13 Abr, 2026

“Procuramos criar percursos formativos que se adaptem às necessidades de cada participante”

O médico de família André Cardoso, presidente do Update em Medicina 2026, antecipa uma edição marcada pela inovação e pela proximidade entre colegas. Num contexto desafiante para a Medicina Geral e Familiar, o congresso aposta em roteiros científicos personalizados, saúde mental, nutrição, saúde da mulher e materno-infantil, oferecendo ferramentas práticas para melhorar a consulta diária e reforçar a qualidade do atendimento no SNS.

“Procuramos criar percursos formativos que se adaptem às necessidades de cada participante”

O que significa, para si, liderar a edição de 2026 do Update em Medicina num momento particularmente exigente para a Medicina Geral e Familiar?
É, de facto, uma responsabilidade acrescida, até porque têm existido muitas mudanças, tanto na realidade do Serviço Nacional de Saúde e da saúde como um todo em Portugal, como nas exigências atuais relacionadas com a prática clínica e a premência da atualização científica constante.

O Update em Medicina é, desde sempre, um congresso e um espaço privilegiado para a atualização científica, muito focado na Medicina Geral e Familiar, mas não exclusivamente. Alguns dos colegas que colaboram connosco de forma muito próxima são de variadas especialidades hospitalares, criando uma interdisciplinaridade e dinâmicas muito interessante.

O objetivo passa por reunir este conjunto de profissionais de referência, permitindo o máximo de atualização e garantindo conteúdo científico de elevada qualidade em cada edição.

Naturalmente, trazer um congresso com este impacto, que se tem de posicionar como um dos grandes eventos científicos nacionais, representa uma responsabilidade ainda maior.

Mas este trabalho não se faz sozinho. Temos toda uma equipa motivada, criativa e a trabalhar para preparar este evento com grande rigor. Acredito que esta será uma edição de grande interesse, com atualizações em áreas diferenciadoras face ao que, muitas vezes, nos é trazido noutros congressos médicos, onde alguns temas acabam por se tornar repetitivos.

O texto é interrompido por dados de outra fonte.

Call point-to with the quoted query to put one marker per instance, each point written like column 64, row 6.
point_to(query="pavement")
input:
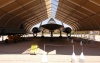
column 58, row 51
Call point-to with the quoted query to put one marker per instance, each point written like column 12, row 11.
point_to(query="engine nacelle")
column 67, row 30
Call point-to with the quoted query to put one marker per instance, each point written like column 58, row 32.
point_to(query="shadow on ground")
column 55, row 47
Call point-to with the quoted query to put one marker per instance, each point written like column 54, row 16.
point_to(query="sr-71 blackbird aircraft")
column 51, row 26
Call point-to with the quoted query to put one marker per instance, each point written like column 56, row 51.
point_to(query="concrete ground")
column 58, row 51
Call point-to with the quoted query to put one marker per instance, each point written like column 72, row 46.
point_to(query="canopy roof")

Esta edição traz uma lufada de ar fresco e marca um processo de transformação e renovação do próprio Update em Medicina, para que continue a liderar as tendências no panorama científico nacional como sempre o fez até agora.

 

Quais são os grandes temas que vão marcar esta edição do Update em Medicina 2026?
Os grandes temas que trazemos, desenrolam-se seguindo um conceito que desenvolvemos: o dos roteiros científicos.

O objetivo é romper com o modelo mais linear dos congressos, em que os profissionais seguem o percurso que foi previamente definido pela organização. Com os roteiros científicos, procuramos criar percursos formativos diferenciados, permitindo que cada participante escolha os temas mais alinhados com as suas necessidades e áreas de interesse.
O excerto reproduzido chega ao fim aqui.